Monday 12 December 2011

A push for airport security change

A push for airport security change


Airport search complaints prompt calls for on-site advocates

NEW YORK (Reuters) - Two New York politicians urged the Transportation Security Administration on Sunday to provide passenger advocates on site at airport screenings after four elderly women complained of intrusive searches by security agents in recent months.

Senator Charles Schumer and State Senator Michael Gianaris told Homeland Security Director Janet Napolitano and TSA Administrator John Pistole in a letter that an on-site passenger advocate would help strike the right balance between security and protecting vulnerable travelers.

"I appreciate the TSA's work to keep air passengers safe, but passengers should not be humiliated and degraded during their travels," Gianaris said in a statement accompanying the letter.

The call came after several elderly women came forward in the busy travel weeks around Thanksgiving to complain they were "strip searched by TSA agents", including three at New York's John F. Kennedy International Airport, the letter said.

On Sunday, the TSA denied on its blog that the women had been strip searched.
"TSA does not and has never conducted strip searches, and no strip searches occurred in any of these incidents," the official statement posted by TSA blogger Bob Burns said.

He said the TSA was in the process of establishing a toll-free phone number dedicated to travelers who may require assistance during screening and which could be called to "get guidance and information about screening."
Schumer and Gianaris asked instead for a member of the screening crew to be trained as a passenger advocate who could intervene as problems arose. They also asked for an investigation into the women's complaints, which were detailed in the letter.

In one case, the letter said, Lenore Zimmerman, 85, of Long Beach, New York, said TSA agents took her into a private room in late November to remove her back brace for screening after she decided against going through a scanning machine because of her heart defibrillator.

"Zimmerman said she had to raise her blouse and remove her undergarments for a female TSA agent," the letter said.

The same day, Ruth Sherman, 88, of Sunrise, Florida, was asked about a visible protrusion from her waist band, which she identified as her colostomy bag.
She was "escorted to another room where two female agents made her lower her pants for an inspection.
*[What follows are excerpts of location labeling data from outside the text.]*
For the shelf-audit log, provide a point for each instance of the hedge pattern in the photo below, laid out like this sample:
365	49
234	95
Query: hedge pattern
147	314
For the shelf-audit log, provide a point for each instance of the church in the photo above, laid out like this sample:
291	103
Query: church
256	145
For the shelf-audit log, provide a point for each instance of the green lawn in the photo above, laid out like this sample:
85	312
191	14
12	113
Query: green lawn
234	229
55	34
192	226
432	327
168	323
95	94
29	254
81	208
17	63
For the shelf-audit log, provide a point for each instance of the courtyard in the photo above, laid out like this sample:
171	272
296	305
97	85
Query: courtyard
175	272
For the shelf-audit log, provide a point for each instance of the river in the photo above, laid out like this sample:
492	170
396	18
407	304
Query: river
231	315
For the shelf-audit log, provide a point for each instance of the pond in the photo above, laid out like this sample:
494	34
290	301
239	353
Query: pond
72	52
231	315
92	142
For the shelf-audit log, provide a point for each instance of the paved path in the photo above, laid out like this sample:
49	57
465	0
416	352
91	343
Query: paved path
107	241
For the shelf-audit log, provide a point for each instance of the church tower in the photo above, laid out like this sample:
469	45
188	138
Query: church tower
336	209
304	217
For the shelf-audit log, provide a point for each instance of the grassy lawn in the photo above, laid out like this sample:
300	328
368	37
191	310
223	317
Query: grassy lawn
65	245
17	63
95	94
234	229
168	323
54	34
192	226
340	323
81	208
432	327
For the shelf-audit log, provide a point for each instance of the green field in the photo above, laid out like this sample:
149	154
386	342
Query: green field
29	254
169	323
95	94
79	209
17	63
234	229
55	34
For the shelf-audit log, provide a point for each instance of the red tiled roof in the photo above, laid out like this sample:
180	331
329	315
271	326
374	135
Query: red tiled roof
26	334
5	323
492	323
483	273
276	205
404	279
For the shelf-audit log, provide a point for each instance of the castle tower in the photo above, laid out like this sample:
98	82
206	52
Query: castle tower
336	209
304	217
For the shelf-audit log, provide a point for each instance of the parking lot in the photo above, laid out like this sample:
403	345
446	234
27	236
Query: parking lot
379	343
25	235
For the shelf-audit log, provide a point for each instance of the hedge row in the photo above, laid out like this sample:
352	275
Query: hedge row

Sherman raised concerns that the agents would disrupt her colostomy bag, causing pain and potential damage," the letter said.

A third woman, Linda Kallish, of Boynton, Florida, said that after she revealed she was a diabetic with an insulin pump in her leg, she was escorted to a separate room where she was told to remove her pants so the agents could check the pump, the letter said, without saying when that incident took place.

Last June, the daughter of Lena Reppert, 95, reported that TSA agents would not let her mother board a flight from Fort Walton Beach, Florida, to Detroit because her incontinence pad set off alarms, the letter said.
"We truly regret these passengers feel they had a bad screening experience," the TSA said in its blog.
The TSA blamed some of the problems on "a bit of miscommunication" and noted that JFK officers were receiving refresher training on "how to respectfully and safely screen passengers with disabilities or medical conditions."